Quase 12 anos após o crime, o Tribunal do Júri condenou o policial militar Thiago Marcelino Machado a 16 anos e 4 meses de prisão pelo assassinato de Guilherme Vieira Camilo, em Anápolis.
A pena deverá ser cumprida inicialmente em regime fechado e o condenado também terá que pagar R$ 150 mil de indenização aos familiares da vítima.
Condenação de policial militar

A decisão assinada pelo juiz estabeleceu inicialmente 14 anos de reclusão e, posteriormente, aumentou a condenação ao reconhecer que a vítima teve reduzidas as possibilidades de defesa durante a execução do crime.
O homicídio ocorreu na tarde de 23 de outubro de 2014, no Setor Boa Vista. A vítima, Guilherme Vieira Camilo foi atingido por disparos de arma de fogo e morreu no local.
Além da condenação, a Justiça determinou a execução imediata da pena e expediu mandado de prisão contra o policial, com validade até julho de 2042.

O caso está ligado à Operação Malavita, realizada em 2014 em uma ação conjunta das forças de segurança para investigar uma organização criminosa que atuava em Anápolis.

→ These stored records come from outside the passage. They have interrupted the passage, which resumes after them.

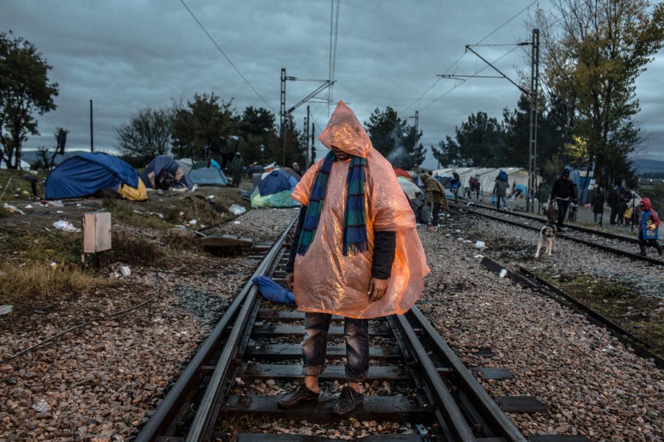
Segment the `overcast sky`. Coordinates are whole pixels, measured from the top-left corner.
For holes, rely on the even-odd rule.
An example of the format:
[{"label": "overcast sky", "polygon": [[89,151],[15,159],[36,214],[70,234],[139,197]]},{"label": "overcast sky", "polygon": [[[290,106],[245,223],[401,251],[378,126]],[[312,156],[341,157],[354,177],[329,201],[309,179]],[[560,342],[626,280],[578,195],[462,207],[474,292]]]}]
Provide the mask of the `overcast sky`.
[{"label": "overcast sky", "polygon": [[[546,0],[338,4],[332,100],[346,102],[362,122],[377,108],[390,106],[402,118],[417,111],[428,149],[447,135],[454,138],[454,128],[471,113],[502,119],[502,109],[513,109],[520,93],[505,79],[437,75],[498,75],[465,51],[466,45],[481,43],[487,46],[474,49],[517,81],[517,69],[530,72],[529,55],[513,45],[531,40],[526,22],[537,5],[551,7]],[[38,117],[41,137],[30,137],[25,146],[53,148],[52,134],[63,127],[69,131],[67,150],[89,150],[91,100],[96,150],[115,146],[114,128],[138,109],[186,102],[196,93],[232,99],[241,114],[249,106],[265,108],[278,122],[282,68],[300,79],[330,76],[337,5],[337,0],[0,0],[0,30],[12,30],[33,43],[53,67],[50,79],[59,84],[58,109]],[[321,84],[287,82],[286,108]],[[638,156],[664,160],[662,51],[638,80],[637,95],[645,139]],[[333,105],[322,102],[327,92],[317,97],[321,100],[300,106],[294,117],[302,130],[308,104],[318,135]],[[320,158],[326,150],[316,146]],[[435,167],[430,153],[424,165]]]}]

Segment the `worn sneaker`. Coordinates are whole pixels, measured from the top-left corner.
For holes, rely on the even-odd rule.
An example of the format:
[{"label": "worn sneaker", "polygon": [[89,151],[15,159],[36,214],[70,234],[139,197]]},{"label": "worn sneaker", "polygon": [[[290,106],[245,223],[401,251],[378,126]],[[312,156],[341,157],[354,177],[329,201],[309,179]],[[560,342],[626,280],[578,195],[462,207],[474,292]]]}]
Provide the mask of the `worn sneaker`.
[{"label": "worn sneaker", "polygon": [[344,416],[357,408],[364,400],[364,393],[357,393],[346,385],[332,407],[332,412],[337,416]]},{"label": "worn sneaker", "polygon": [[320,395],[320,392],[311,391],[306,385],[301,384],[297,388],[280,399],[277,405],[282,408],[290,408],[302,402],[318,401]]}]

As investigações apontaram o envolvimento de policiais militares, policiais civis e outros integrantes em uma série de crimes.

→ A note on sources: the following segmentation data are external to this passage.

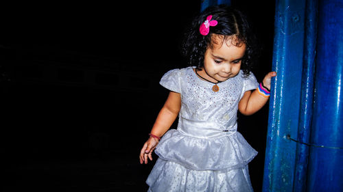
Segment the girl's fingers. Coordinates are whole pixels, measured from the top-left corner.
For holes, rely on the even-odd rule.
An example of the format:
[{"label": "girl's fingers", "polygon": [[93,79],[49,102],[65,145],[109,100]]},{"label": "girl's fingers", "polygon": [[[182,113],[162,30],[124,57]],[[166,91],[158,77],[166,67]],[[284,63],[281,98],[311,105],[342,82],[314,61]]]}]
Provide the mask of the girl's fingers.
[{"label": "girl's fingers", "polygon": [[147,147],[147,143],[144,143],[144,146],[142,148],[142,150],[141,150],[141,154],[139,154],[139,159],[141,160],[141,164],[143,164],[144,161],[145,161],[145,149]]}]

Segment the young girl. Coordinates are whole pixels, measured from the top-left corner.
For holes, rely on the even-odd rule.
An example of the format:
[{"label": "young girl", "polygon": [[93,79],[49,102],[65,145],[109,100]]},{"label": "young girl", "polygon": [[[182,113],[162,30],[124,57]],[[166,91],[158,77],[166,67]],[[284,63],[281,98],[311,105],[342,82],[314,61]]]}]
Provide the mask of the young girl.
[{"label": "young girl", "polygon": [[[155,148],[159,156],[149,191],[252,191],[248,163],[257,152],[237,131],[237,113],[259,110],[276,76],[259,85],[250,72],[252,37],[245,16],[225,5],[193,22],[183,44],[192,66],[162,77],[170,93],[141,151],[141,163]],[[177,130],[167,132],[178,115]]]}]

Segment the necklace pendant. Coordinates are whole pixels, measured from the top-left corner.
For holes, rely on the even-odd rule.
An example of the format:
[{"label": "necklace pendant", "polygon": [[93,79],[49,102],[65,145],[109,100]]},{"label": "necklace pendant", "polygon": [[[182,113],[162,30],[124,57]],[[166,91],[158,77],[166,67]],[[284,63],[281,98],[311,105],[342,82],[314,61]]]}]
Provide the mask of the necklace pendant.
[{"label": "necklace pendant", "polygon": [[215,92],[217,92],[219,91],[219,87],[217,85],[214,85],[213,87],[212,87],[212,91]]}]

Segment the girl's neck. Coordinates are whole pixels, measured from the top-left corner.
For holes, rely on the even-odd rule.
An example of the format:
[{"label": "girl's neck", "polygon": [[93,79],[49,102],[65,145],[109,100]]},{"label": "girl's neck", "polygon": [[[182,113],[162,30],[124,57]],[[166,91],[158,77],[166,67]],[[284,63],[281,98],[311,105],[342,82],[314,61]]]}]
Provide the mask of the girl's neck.
[{"label": "girl's neck", "polygon": [[[198,77],[199,77],[199,79],[200,79],[202,81],[207,80],[208,81],[212,82],[213,83],[219,83],[221,82],[209,76],[204,67],[196,68],[193,69],[193,70],[196,72],[196,74],[198,76]],[[206,79],[206,80],[203,79]]]}]

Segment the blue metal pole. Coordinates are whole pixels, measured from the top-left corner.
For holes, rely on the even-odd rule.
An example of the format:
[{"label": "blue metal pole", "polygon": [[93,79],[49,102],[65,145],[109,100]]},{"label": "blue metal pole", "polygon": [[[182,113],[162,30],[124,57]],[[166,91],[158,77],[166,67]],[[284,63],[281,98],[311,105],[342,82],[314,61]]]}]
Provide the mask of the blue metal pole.
[{"label": "blue metal pole", "polygon": [[299,126],[293,191],[306,191],[312,123],[314,72],[318,29],[318,0],[306,2],[305,42],[301,81]]},{"label": "blue metal pole", "polygon": [[318,44],[307,191],[343,191],[341,0],[320,0]]},{"label": "blue metal pole", "polygon": [[215,5],[226,4],[230,5],[231,4],[230,0],[203,0],[201,3],[201,11],[204,10],[207,7]]},{"label": "blue metal pole", "polygon": [[263,191],[292,191],[304,48],[305,0],[276,1]]}]

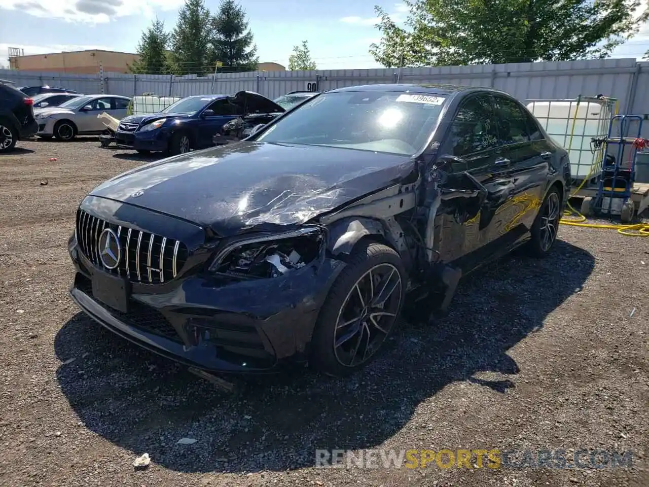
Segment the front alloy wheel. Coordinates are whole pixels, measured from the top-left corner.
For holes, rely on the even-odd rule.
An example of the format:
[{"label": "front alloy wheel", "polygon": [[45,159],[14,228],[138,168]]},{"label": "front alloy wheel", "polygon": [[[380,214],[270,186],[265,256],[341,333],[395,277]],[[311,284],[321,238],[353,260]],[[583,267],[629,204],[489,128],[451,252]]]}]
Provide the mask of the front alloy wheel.
[{"label": "front alloy wheel", "polygon": [[374,242],[358,245],[320,310],[311,342],[312,366],[339,377],[374,358],[395,327],[405,276],[393,249]]},{"label": "front alloy wheel", "polygon": [[559,191],[552,188],[541,205],[530,233],[528,249],[536,257],[545,256],[557,240],[559,221],[561,218],[561,199]]},{"label": "front alloy wheel", "polygon": [[354,284],[334,334],[334,353],[341,365],[361,365],[378,350],[400,306],[401,288],[401,277],[391,264],[374,266]]},{"label": "front alloy wheel", "polygon": [[554,192],[548,195],[541,217],[541,247],[544,252],[550,250],[557,238],[560,206],[559,195]]}]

Segundo as apurações conduzidas na época, o grupo é suspeito de praticar homicídios, extorsões, sequestros, torturas e abuso de autoridade entre 2011 e 2014. A operação reuniu dezenas de inquéritos e levou à prisão de cerca de 20 investigados.
Ao Portal Dia, a A Polícia Militar do Estado de Goiás informou acompanhou o cumprimento do mandado de prisão preventiva expedido em desfavor do referido policial militar e que o militar encontra-se recolhido ao Presídio Militar, em Goiânia, à disposição da Justiça.
Confira a nota completa:
“A Polícia Militar do Estado de Goiás informa que a Corregedoria da Corporação acompanhou o cumprimento do mandado de prisão preventiva expedido em desfavor do referido policial militar. O militar encontra-se recolhido ao Presídio Militar, em Goiânia, à disposição da Justiça.
A Instituição permanece à disposição das autoridades competentes e cumpre rigorosamente todas as determinações legais e judiciais.
A PMGO reafirma seu compromisso com a ética, a moralidade, a transparência e o estrito cumprimento das leis, não admitindo quaisquer desvios de conduta”.